Okojie’s debut novel Butterfly Fish won a Betty Trask award and was shortlisted for an Edinburgh International First Book Award. Her short story collection Speak Gigantular, published by Jacaranda Books was shortlisted for the Edgehill Short Story Prize, the Jhalak Prize, the Saboteur Awards and nominated for a Shirley Jackson Award. She is a fellow of the Royal Society of Literature.
Grace Jones
Once the stray parts of a singed scene had found their way into the bedroom, onyx edges gleaming and the figures without memories had lost their molten heads to the coming morning, and she'd pressed her face against the space under the doorway crying, reaching for some untouched handful of earth as sustenance, the agency called, Hassan more specifically.
She’d narrowed down the thing she planned to do that day to three options, stark, cold and clinical, on a creased receipt for a disco-light hued Roland Mouret jacket she’d worn only once. But the phone rang, shrill, invasive, demanding. Still on the floor, the wood cold against her skin, she crawled to the receiver tentatively, as if her limbs were tethered to a thread on the earth’s equator, the thread bending and collapsing into the different stages of her life. She contemplated the ways she could delay each inevitable outcome on the receipt. She could swallow it, wait for its disintegration in her stomach, acid eroding the words into nothing. She could shit it out.
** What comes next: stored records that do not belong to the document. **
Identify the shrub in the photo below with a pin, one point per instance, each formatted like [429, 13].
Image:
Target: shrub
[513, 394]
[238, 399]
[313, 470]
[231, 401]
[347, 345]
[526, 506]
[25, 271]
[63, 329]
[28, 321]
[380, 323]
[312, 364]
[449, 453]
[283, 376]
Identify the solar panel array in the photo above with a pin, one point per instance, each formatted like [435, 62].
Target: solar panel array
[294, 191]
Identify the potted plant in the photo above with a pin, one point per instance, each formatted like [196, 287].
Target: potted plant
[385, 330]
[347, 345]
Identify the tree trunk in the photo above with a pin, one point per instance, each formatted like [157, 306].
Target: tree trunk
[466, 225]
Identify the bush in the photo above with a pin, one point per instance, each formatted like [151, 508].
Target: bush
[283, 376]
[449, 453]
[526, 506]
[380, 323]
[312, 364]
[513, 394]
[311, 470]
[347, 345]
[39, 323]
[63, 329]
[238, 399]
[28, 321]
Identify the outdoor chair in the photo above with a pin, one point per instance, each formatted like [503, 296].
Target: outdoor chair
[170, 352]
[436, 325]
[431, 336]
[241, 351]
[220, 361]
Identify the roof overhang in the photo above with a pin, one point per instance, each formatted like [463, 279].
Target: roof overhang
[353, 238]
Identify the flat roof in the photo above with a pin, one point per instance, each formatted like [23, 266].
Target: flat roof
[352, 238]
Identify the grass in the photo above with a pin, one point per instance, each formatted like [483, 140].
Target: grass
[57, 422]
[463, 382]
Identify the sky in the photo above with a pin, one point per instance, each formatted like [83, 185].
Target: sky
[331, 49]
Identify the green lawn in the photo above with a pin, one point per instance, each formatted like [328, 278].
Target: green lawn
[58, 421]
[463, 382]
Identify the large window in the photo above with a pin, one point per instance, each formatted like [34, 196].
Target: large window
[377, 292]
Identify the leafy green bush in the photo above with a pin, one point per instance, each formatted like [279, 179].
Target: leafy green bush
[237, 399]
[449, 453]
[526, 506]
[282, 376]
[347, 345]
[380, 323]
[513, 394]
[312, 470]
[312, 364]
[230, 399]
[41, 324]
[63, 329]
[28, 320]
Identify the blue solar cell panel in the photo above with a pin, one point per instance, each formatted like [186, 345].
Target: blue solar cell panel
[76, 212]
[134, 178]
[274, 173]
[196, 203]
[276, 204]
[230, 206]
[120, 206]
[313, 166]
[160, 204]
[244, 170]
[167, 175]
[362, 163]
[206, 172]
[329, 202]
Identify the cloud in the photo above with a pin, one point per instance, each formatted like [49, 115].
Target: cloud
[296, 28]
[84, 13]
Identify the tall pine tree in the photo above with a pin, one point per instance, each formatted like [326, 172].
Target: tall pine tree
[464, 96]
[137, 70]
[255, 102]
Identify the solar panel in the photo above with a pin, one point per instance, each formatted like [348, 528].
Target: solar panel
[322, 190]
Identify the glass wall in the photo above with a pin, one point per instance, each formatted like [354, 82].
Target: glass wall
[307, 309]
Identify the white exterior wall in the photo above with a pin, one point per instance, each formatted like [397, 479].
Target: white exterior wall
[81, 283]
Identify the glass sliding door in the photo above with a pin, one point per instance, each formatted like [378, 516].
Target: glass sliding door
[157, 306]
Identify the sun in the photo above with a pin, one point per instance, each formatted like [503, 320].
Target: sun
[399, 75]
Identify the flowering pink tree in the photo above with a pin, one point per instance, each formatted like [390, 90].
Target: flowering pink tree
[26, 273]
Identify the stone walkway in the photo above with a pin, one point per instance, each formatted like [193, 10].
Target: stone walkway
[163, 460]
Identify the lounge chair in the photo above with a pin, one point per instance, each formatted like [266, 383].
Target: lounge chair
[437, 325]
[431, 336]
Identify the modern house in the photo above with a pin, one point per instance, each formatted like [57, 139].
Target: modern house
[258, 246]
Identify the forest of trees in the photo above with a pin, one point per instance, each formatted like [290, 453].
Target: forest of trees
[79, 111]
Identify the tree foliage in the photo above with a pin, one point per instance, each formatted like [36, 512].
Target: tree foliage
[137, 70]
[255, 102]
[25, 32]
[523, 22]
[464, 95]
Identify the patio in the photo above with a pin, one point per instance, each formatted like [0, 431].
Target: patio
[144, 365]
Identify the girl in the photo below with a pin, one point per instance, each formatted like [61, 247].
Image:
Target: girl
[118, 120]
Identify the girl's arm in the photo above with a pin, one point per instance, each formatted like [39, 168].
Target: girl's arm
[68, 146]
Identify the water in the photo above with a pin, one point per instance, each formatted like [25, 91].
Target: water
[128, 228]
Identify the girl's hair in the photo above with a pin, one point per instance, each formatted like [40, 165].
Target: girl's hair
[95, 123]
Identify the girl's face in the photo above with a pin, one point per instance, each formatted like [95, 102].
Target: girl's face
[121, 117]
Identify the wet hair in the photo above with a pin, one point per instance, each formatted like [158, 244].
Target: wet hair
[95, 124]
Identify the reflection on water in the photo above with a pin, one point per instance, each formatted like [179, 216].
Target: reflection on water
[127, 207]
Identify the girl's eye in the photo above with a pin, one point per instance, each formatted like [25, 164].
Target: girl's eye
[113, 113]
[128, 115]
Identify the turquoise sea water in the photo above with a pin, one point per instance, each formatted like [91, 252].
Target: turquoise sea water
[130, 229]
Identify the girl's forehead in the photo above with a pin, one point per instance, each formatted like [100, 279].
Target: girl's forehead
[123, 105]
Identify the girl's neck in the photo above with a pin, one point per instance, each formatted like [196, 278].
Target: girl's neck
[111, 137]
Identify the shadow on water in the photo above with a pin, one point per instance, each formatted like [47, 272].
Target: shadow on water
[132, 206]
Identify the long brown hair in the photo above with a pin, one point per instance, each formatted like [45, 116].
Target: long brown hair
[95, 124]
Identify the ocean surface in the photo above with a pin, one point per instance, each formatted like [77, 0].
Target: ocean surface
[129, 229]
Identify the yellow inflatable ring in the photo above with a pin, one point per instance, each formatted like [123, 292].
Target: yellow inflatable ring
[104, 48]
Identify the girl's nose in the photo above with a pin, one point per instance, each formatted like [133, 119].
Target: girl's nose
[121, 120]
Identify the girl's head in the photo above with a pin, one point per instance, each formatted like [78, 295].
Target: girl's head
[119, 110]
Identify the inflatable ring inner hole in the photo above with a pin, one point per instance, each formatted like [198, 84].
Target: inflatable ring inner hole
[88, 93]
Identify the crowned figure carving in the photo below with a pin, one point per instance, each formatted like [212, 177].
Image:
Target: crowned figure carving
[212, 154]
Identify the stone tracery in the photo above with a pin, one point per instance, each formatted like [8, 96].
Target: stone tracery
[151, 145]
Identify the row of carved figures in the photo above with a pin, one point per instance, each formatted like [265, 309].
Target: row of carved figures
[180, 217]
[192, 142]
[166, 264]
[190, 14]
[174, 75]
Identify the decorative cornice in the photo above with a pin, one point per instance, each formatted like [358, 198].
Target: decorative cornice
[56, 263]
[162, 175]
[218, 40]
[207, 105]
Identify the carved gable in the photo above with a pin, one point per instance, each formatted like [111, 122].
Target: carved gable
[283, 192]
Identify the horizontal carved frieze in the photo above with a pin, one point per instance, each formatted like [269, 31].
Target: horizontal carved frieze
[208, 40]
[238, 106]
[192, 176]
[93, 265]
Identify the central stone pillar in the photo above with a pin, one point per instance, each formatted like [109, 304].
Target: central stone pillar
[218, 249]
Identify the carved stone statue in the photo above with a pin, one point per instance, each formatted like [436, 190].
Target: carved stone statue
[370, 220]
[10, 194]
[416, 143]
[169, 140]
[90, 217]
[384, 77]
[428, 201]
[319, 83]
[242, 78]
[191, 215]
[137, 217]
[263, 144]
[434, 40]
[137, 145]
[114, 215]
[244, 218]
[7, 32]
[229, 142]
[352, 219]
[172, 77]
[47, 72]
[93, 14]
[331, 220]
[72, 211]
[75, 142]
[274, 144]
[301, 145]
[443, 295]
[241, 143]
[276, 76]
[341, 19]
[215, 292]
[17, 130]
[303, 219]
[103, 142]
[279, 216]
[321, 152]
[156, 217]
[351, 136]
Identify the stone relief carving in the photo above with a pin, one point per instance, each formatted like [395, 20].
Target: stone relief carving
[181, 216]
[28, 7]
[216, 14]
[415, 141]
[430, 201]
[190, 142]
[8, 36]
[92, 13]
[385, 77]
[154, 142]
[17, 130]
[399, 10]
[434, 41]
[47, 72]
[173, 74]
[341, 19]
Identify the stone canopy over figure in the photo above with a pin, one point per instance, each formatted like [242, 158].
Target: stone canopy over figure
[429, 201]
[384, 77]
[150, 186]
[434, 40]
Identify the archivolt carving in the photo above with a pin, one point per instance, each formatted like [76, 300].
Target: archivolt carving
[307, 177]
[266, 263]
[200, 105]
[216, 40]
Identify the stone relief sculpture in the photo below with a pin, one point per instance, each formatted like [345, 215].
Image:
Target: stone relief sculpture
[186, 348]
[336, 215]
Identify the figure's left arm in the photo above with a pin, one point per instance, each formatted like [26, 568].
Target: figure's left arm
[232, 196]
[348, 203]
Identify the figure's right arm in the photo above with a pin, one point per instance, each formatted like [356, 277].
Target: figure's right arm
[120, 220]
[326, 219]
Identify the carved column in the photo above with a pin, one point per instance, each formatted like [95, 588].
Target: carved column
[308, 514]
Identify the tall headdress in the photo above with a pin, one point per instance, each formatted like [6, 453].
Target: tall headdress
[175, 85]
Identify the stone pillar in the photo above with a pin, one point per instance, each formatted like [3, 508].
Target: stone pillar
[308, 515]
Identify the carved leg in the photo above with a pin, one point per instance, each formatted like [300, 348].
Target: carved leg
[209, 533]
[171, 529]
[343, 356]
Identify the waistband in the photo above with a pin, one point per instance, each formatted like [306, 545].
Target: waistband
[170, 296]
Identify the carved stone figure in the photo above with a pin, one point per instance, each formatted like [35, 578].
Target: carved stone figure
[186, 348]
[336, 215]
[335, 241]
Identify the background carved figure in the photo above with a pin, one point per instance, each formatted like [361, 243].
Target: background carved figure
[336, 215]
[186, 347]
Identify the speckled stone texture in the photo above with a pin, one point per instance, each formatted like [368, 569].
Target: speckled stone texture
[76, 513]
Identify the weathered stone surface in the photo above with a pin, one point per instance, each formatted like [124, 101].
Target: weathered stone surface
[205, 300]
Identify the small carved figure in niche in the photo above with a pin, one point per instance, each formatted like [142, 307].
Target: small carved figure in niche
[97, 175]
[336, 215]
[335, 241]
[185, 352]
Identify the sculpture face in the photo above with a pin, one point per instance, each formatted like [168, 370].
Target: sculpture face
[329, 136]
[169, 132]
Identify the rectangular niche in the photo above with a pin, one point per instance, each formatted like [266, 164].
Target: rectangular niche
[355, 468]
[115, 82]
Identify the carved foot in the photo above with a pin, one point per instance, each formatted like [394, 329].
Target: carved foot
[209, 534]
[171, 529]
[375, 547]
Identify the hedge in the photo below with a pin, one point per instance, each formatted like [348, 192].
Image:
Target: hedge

Could you shit out paper? That would particularly encapsulate what it was: ugly. Or she could simply misplace it in the flat somewhere. Not outside. Definitely not outside. It would be gone forever then. She’d have to go through options again, add new ones, whittle it down. That process had left her brain frazzled overnight, her heart leaking through the bedroom keyhole, making a sucking sound as her hands turned to wax. The receipt would have to be misplaced indoors. That would give her the option of attempting to stretch the boundaries of time despite an internal wound the shape of a turret. In her mind, the draughtsman was God. He had placed the turret inside her chest. Earlier, he’d drawn her in various angles, electric blue lines delivering degrees of shock from the same incident. Each time she got up. Each time she felt the weight of the turret tumbling in the ether.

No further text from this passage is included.